See more from this Session: Management, Methods and Models for Efficient Use of Water and Nutrients: I
Tuesday, October 18, 2011: 10:45 AM
Henry Gonzalez Convention Center, Room 213B, Concourse Level
Scarcity of fresh water in arid regions means results in an increasing need to use lower quality water for irrigation. Lower quality waters include waters that are more saline, more sodic, contain greater concentrations of alkalinity and thus greater pH as well as greater proportions of Mg relative to Ca then compared to fresh waters. The adverse effects of SAR on saturated hydraulic conductivity in laboratory columns are well documented, and there is limited information on both long term effects on infiltration as well as information on the combined effects of pH and SAR. There is also information on the effects of Mg versus Ca on infiltration.
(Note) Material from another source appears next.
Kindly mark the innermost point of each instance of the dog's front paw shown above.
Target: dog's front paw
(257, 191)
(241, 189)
In this study we examine the infiltration of waters with an EC of 1 dS/m and variable SAR, comparing the effects of Ca versus Mg at the same SAR examining both irrigation only and irrigation rain cycles using a rain simulator. The study was conducted for one year and included wetting and drying cycles. We observed, as expected, that the infiltration was reduced using Mg versus Ca at equivalent SAR values. The results are related to 2 effects, soil stability of Ca versus Mg systems, and the lower preference of Mg for Na on the exchange sites, as compared to Ca for Na. We developed a response function relating infiltration to SAR as well as to the final measured ESP. These results will be useful to development of guidelines for use of low quality waters for irrigation.